Myanmar - A re-launch of the Emergency Medicine Diploma course in Yangon to limit the cost of EM trainings
Myanmar is a third world developing country in South East Asia. The general state of health care in the country is poor, where government spends only 0.5% to 3% of the country’s Gross Domestic product (GDP) on health care. The budget is relatively insufficient and in fact, Myanmar has been ranked among the lowest worldwide. Although health care is provided somewhat free, their citizens have to pay medicine and treatment on their own – even in government owned health care clinics and hospitals. Further, the public health facilities grossly lack many essential facilities and equipments.
Like many other developing third world countries, Myanmar’s leading cause of morbidity has been linked on traumatic injuries, making it the top 3 mortality cause in the country.
A dependable emergency medical service system is one of the essential aspect of efficient health care. Since 2004, Myanmar’s population have been provided of emergency care and treatment from medical providers incompetent on providing emergency medicine. With this, the country has made progress by developing an 18-month post graduate training course in order to produce trained emergency physician that could render emergency care management and emergency procedure skills. These efforts were hoped to address the issues on health care quality and services, as well as it is seen to transform Myanmar’s future and economic progress.
The post graduate training course was designed to provide an 18 month Emergency Medicine Diploma Course that includes all of the necessary Emergency Medicine Topics and the areas were grouped into 9 distinct teaching modules. Further, the program includes a 2 week education that will be provided by faculties from the United States, clinical exposures, leadership and management training, emergency medicine procedural skills and even online education.
Early career physicians who are interested in Emergency Medicine are the main target for the program. However, mid-career MD’s who were previously trained to care in emergency departments and are returning for more training may be admitted as well. The participants will be evaluated through pre-tests before modules and post-tests that will be given after every module, simulations on decision making scenarios, testing of procedural skills, presentation of emergency medicine skills, completion of clinical rotations, final examination, individual student interviews as well as leadership, communication and EM management appraisal. The successful graduates of the program will be working in Myanmar’s government and private emergency facilities to cater emergency cases.

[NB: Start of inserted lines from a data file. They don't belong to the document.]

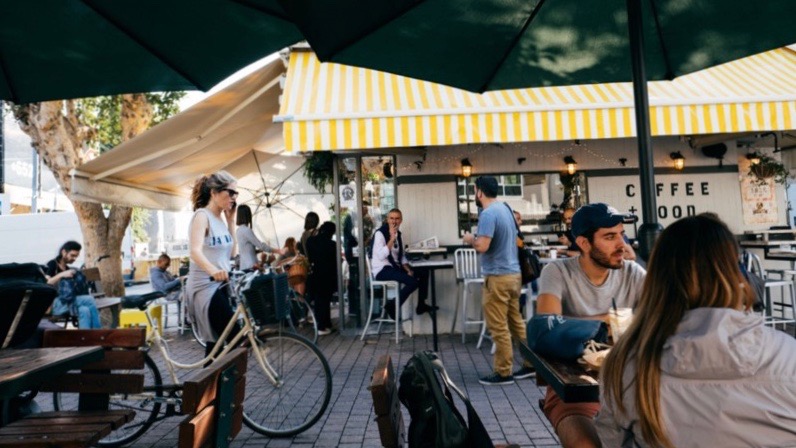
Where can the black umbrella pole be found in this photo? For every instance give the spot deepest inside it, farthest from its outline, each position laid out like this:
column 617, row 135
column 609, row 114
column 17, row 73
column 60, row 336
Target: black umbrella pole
column 650, row 229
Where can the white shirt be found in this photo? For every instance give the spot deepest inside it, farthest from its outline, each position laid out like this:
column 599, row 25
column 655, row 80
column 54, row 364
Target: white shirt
column 381, row 252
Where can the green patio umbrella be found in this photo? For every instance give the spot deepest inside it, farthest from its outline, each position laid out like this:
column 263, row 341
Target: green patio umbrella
column 481, row 45
column 60, row 49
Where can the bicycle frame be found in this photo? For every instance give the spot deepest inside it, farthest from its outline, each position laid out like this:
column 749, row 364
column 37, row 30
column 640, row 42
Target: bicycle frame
column 248, row 331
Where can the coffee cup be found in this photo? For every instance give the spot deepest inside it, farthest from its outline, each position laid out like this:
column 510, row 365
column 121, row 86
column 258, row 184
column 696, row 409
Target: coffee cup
column 619, row 319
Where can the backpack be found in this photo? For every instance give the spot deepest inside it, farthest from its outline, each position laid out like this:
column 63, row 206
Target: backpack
column 435, row 421
column 24, row 298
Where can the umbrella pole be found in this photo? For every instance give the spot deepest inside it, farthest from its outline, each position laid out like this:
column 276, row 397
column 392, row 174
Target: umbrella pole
column 650, row 229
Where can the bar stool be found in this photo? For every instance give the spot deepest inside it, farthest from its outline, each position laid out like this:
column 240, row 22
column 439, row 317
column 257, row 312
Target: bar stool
column 468, row 273
column 787, row 293
column 389, row 289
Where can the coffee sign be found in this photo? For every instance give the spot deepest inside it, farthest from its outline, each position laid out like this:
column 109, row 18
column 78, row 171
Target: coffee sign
column 677, row 196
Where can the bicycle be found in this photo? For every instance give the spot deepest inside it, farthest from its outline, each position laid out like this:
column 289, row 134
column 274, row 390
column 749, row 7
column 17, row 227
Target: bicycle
column 294, row 366
column 301, row 319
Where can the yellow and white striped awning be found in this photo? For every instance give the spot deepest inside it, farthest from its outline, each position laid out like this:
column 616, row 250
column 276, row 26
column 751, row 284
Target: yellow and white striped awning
column 336, row 107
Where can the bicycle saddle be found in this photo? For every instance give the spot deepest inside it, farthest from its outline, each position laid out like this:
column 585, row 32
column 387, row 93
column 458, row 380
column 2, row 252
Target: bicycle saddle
column 140, row 301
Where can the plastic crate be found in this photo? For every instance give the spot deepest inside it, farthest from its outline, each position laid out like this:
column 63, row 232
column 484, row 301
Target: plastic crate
column 266, row 298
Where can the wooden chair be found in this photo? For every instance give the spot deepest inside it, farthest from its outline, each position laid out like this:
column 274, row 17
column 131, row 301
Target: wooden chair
column 386, row 404
column 93, row 420
column 213, row 400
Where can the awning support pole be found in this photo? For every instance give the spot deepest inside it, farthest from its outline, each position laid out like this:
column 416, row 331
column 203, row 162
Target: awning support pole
column 650, row 229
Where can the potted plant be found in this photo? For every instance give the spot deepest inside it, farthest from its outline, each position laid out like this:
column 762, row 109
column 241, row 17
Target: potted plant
column 764, row 167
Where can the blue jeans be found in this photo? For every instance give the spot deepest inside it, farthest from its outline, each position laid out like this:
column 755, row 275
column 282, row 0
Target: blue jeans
column 83, row 307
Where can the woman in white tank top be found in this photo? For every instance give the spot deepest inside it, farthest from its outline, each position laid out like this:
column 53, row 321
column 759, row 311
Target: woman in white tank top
column 212, row 245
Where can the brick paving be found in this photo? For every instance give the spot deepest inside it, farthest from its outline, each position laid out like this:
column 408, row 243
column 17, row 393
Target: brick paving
column 509, row 413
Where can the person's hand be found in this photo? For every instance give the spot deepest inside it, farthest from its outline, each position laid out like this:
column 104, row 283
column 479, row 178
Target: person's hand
column 220, row 275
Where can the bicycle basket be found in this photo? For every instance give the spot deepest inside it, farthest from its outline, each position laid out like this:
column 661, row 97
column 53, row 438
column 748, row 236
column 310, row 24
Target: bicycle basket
column 266, row 297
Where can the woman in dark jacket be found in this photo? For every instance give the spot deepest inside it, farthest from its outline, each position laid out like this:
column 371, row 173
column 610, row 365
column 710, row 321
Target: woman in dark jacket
column 322, row 282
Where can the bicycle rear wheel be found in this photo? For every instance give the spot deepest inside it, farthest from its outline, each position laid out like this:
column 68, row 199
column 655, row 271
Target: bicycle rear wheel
column 302, row 319
column 145, row 405
column 303, row 392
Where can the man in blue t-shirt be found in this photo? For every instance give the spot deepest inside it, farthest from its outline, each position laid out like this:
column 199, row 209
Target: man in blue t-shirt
column 496, row 242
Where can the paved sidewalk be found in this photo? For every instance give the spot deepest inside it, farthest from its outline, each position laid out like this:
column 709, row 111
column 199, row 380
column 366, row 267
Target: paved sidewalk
column 510, row 413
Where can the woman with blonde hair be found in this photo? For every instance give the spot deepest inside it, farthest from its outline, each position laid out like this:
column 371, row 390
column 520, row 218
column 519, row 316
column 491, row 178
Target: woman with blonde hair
column 696, row 368
column 212, row 245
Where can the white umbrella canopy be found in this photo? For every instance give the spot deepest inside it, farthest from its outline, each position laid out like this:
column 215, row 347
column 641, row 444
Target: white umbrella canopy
column 158, row 168
column 278, row 194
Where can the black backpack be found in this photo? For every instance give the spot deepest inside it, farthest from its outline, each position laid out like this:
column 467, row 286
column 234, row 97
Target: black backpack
column 435, row 421
column 24, row 298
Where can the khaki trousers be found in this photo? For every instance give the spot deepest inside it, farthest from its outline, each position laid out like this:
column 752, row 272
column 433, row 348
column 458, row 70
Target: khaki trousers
column 503, row 319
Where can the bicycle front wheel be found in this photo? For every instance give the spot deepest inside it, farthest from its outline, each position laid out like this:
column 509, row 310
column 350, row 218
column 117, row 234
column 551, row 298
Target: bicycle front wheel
column 303, row 391
column 145, row 405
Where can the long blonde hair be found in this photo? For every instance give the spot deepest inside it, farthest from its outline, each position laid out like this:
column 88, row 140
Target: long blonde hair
column 694, row 265
column 200, row 195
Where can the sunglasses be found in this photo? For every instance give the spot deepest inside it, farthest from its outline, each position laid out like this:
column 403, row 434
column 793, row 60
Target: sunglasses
column 232, row 193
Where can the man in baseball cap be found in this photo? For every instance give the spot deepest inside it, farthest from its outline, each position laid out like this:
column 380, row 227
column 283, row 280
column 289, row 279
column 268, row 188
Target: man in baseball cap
column 588, row 286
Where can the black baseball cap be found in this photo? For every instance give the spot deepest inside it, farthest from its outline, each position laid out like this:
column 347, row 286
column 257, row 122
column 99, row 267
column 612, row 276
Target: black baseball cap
column 598, row 216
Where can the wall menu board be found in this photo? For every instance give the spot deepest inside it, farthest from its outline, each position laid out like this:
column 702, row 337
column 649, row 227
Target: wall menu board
column 679, row 195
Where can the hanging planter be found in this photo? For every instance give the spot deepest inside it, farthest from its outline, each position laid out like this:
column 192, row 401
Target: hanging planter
column 768, row 168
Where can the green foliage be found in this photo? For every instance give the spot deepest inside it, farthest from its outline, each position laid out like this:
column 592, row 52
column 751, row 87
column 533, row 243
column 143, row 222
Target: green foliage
column 767, row 168
column 318, row 169
column 139, row 222
column 103, row 114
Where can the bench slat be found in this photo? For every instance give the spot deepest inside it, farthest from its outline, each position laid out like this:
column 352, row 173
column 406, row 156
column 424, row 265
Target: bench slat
column 199, row 430
column 115, row 418
column 96, row 383
column 126, row 338
column 201, row 388
column 118, row 360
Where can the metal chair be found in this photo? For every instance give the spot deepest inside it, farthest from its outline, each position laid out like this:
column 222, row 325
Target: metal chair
column 389, row 289
column 468, row 272
column 787, row 291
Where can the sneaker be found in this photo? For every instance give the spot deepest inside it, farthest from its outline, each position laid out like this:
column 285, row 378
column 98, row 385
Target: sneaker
column 494, row 379
column 525, row 372
column 423, row 308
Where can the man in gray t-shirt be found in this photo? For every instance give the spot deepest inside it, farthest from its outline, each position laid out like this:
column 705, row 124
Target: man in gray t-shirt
column 585, row 287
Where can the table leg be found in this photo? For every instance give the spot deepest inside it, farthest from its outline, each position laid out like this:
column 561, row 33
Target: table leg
column 431, row 278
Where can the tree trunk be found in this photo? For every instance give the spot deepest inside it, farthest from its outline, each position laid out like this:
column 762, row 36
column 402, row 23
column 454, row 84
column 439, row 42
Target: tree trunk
column 59, row 138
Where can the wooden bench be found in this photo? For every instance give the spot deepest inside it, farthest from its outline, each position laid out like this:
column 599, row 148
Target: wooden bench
column 93, row 420
column 386, row 404
column 213, row 400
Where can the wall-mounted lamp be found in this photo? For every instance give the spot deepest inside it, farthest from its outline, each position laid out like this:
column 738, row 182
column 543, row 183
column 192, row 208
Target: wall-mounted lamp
column 388, row 170
column 467, row 168
column 753, row 158
column 679, row 160
column 572, row 165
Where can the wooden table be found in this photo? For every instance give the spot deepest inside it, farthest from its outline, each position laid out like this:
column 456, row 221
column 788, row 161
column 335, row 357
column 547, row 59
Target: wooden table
column 432, row 266
column 570, row 380
column 26, row 369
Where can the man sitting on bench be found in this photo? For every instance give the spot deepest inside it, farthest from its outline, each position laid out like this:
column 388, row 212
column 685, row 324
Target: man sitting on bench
column 73, row 297
column 162, row 280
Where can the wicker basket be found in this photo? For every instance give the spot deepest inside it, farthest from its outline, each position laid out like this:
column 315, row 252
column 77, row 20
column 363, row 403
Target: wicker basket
column 266, row 297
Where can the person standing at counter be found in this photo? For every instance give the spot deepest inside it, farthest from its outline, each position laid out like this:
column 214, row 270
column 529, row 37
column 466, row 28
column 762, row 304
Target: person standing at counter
column 248, row 243
column 587, row 287
column 496, row 241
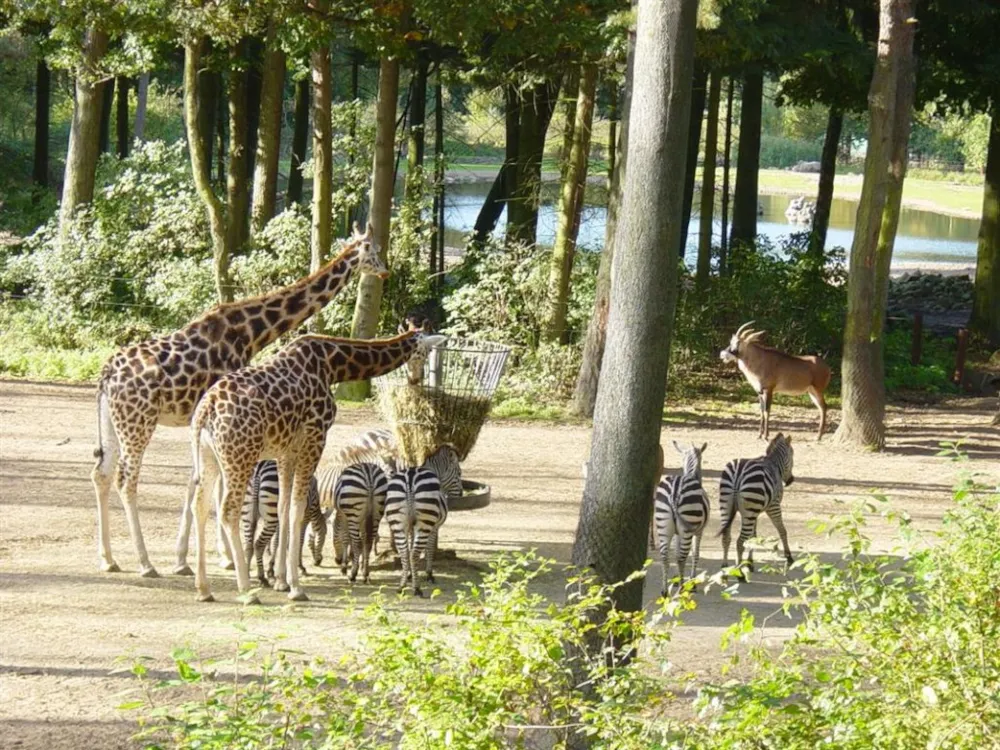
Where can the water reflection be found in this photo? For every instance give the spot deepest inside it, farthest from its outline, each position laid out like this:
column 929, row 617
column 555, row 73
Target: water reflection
column 922, row 235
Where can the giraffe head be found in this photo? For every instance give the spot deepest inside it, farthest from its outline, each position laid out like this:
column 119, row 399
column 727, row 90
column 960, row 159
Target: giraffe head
column 426, row 341
column 369, row 260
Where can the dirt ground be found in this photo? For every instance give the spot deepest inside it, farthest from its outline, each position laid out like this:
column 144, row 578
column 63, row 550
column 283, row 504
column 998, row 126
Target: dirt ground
column 66, row 628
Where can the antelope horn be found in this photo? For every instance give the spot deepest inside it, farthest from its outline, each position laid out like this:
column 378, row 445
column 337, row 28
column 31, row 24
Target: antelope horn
column 742, row 328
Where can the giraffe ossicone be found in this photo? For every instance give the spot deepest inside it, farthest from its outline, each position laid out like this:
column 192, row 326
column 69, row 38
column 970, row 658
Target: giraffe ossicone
column 159, row 381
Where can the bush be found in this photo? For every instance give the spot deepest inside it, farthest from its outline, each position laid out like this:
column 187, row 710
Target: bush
column 892, row 652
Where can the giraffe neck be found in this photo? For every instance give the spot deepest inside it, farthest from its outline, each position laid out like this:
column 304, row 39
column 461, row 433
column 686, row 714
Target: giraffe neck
column 273, row 314
column 340, row 360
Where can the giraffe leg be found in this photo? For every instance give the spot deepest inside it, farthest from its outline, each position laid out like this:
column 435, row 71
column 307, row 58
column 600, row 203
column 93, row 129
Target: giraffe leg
column 184, row 532
column 232, row 491
column 133, row 447
column 209, row 470
column 286, row 473
column 107, row 459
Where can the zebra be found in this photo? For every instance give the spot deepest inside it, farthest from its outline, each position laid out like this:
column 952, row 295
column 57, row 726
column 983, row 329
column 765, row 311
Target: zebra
column 359, row 497
column 681, row 508
column 415, row 508
column 752, row 485
column 259, row 520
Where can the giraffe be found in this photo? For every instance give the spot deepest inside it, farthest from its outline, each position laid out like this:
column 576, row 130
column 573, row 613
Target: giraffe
column 159, row 381
column 282, row 409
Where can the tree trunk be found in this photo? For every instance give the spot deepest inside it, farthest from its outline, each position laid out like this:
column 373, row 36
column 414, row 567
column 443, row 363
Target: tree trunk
column 107, row 104
column 366, row 310
column 201, row 169
column 570, row 205
column 121, row 120
column 322, row 214
column 43, row 95
column 272, row 94
column 254, row 56
column 863, row 392
column 726, row 153
column 84, row 134
column 698, row 91
column 522, row 210
column 237, row 190
column 614, row 514
column 585, row 392
column 300, row 139
column 986, row 295
column 707, row 210
column 827, row 174
column 748, row 160
column 141, row 97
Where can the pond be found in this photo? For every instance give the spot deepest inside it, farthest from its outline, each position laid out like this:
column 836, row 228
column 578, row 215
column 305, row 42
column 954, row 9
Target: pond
column 924, row 237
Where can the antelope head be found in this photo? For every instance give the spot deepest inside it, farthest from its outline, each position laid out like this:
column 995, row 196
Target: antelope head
column 744, row 335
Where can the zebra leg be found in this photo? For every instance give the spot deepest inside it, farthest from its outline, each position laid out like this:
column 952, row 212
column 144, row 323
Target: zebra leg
column 775, row 515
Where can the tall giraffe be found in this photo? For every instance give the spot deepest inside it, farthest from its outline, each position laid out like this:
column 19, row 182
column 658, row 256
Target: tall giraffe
column 160, row 381
column 282, row 409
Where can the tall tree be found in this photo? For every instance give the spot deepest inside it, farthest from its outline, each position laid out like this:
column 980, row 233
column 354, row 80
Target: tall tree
column 707, row 211
column 587, row 381
column 272, row 95
column 43, row 94
column 571, row 205
column 84, row 134
column 986, row 295
column 614, row 515
column 698, row 92
column 863, row 391
column 366, row 309
column 748, row 159
column 300, row 139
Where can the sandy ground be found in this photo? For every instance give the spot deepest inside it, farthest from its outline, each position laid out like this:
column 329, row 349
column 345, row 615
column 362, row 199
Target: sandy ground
column 66, row 628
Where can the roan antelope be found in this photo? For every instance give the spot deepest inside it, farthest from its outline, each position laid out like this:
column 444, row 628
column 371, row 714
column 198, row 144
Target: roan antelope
column 769, row 370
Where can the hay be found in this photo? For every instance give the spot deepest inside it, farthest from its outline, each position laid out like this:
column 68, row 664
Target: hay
column 424, row 419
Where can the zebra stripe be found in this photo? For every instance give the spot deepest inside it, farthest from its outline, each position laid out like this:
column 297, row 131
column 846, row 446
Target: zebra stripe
column 415, row 509
column 359, row 496
column 681, row 509
column 752, row 486
column 259, row 520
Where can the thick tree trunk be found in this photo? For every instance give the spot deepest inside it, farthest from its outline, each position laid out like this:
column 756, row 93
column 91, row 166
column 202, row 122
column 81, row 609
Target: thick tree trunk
column 585, row 392
column 84, row 134
column 522, row 210
column 986, row 295
column 570, row 205
column 201, row 168
column 121, row 119
column 43, row 95
column 368, row 305
column 237, row 189
column 272, row 94
column 107, row 104
column 748, row 160
column 889, row 105
column 707, row 211
column 726, row 153
column 614, row 514
column 254, row 47
column 698, row 92
column 827, row 175
column 322, row 216
column 300, row 139
column 141, row 97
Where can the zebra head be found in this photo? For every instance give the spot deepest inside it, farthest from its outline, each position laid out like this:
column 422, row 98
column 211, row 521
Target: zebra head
column 779, row 450
column 691, row 457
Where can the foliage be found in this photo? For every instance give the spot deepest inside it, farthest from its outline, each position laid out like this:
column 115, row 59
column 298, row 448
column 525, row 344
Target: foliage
column 512, row 668
column 891, row 651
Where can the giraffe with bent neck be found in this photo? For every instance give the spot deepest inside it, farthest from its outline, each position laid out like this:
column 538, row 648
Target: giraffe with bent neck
column 282, row 409
column 160, row 381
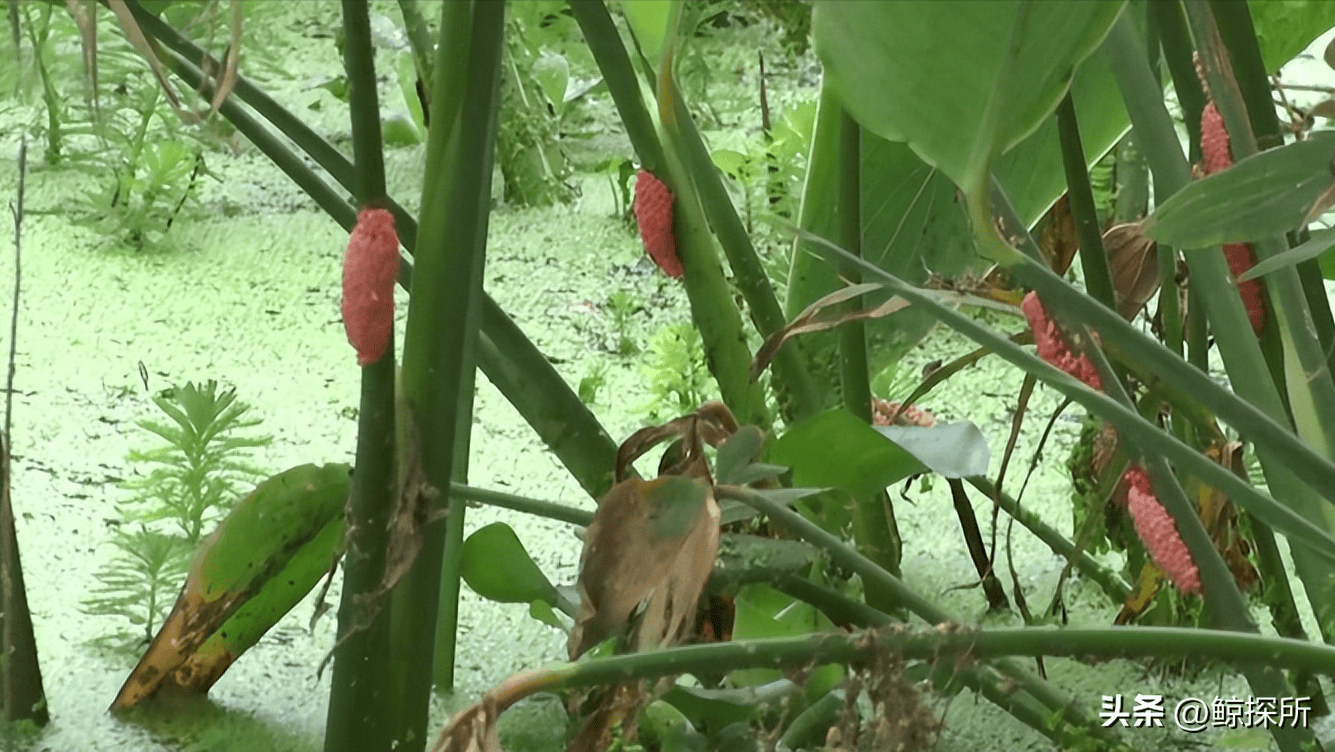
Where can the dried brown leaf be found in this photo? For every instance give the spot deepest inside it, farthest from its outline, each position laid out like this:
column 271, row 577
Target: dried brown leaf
column 1134, row 261
column 471, row 729
column 813, row 319
column 648, row 554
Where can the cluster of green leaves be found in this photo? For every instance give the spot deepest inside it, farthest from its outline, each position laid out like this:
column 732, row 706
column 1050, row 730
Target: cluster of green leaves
column 148, row 160
column 191, row 481
column 674, row 370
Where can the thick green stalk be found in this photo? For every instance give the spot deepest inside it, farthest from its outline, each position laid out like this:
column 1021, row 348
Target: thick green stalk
column 797, row 393
column 983, row 679
column 1311, row 389
column 1227, row 607
column 871, row 572
column 875, row 528
column 1242, row 355
column 710, row 298
column 1112, row 584
column 928, row 644
column 617, row 71
column 419, row 40
column 549, row 509
column 1094, row 262
column 1239, row 35
column 1235, row 28
column 1132, row 426
column 442, row 550
column 446, row 294
column 514, row 365
column 363, row 703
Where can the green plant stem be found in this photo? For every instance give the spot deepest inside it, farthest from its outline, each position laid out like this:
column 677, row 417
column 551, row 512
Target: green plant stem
column 794, row 384
column 1311, row 389
column 981, row 679
column 1112, row 584
column 961, row 641
column 712, row 305
column 1175, row 42
column 875, row 528
column 363, row 705
column 1239, row 36
column 1228, row 609
column 617, row 71
column 419, row 39
column 1094, row 262
column 548, row 509
column 871, row 572
column 1128, row 422
column 1243, row 361
column 446, row 295
column 509, row 359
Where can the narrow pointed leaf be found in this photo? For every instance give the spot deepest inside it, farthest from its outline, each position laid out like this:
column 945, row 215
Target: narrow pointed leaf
column 953, row 450
column 1318, row 245
column 1262, row 197
column 258, row 615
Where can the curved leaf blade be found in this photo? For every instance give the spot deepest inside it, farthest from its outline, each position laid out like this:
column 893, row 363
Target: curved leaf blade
column 1262, row 197
column 498, row 568
column 1009, row 66
column 837, row 449
column 952, row 450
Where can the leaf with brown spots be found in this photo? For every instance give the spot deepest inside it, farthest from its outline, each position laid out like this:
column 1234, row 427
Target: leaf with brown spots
column 277, row 541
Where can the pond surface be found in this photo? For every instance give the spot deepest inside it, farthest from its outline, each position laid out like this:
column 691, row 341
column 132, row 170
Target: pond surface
column 248, row 295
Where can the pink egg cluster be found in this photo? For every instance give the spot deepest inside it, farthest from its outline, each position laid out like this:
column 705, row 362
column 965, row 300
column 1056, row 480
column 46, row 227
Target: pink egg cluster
column 1154, row 524
column 1159, row 532
column 1051, row 345
column 1218, row 155
column 653, row 214
column 370, row 267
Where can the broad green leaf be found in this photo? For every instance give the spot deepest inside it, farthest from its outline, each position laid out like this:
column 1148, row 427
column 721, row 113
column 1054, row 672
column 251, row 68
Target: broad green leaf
column 1315, row 246
column 837, row 449
column 732, row 163
column 542, row 612
column 754, row 558
column 912, row 223
column 953, row 450
column 258, row 615
column 668, row 729
column 552, row 71
column 285, row 529
column 649, row 22
column 1260, row 197
column 266, row 528
column 764, row 612
column 737, row 453
column 498, row 568
column 1009, row 63
column 1284, row 28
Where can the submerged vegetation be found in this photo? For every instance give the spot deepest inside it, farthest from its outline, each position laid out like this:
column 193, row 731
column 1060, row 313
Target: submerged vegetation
column 765, row 442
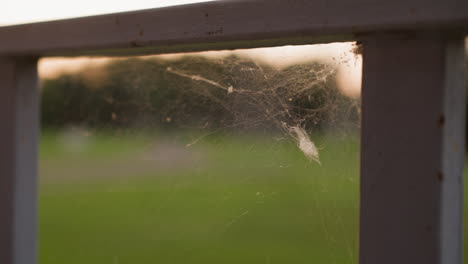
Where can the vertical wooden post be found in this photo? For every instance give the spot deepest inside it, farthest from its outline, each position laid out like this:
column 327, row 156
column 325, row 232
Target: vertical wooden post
column 19, row 126
column 412, row 152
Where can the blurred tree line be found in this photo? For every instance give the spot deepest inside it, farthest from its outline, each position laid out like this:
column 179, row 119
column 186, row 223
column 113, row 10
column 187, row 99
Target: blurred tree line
column 199, row 92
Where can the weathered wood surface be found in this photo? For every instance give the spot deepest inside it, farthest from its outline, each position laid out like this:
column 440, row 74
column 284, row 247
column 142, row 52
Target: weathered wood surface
column 230, row 24
column 412, row 153
column 19, row 117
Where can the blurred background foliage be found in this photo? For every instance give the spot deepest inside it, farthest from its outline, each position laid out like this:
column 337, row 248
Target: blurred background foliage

This program is intended to limit the cost of emergency medicine training and would significantly increase the EM workforce. The intensive training provided should enhance the capabilities of the trained professionals. This is prepared through the arrangement of online education, procedural skills training, virtual counselling, US-based faculty education which commence in Myanmar onsite, and local clinical exposures. These strategies were seen to have the physicians and other medical professionals’ capacity to treat emergency conditions boosted, as well as it would increase the general public’s access to trained emergency medical care providers, improving health outcomes.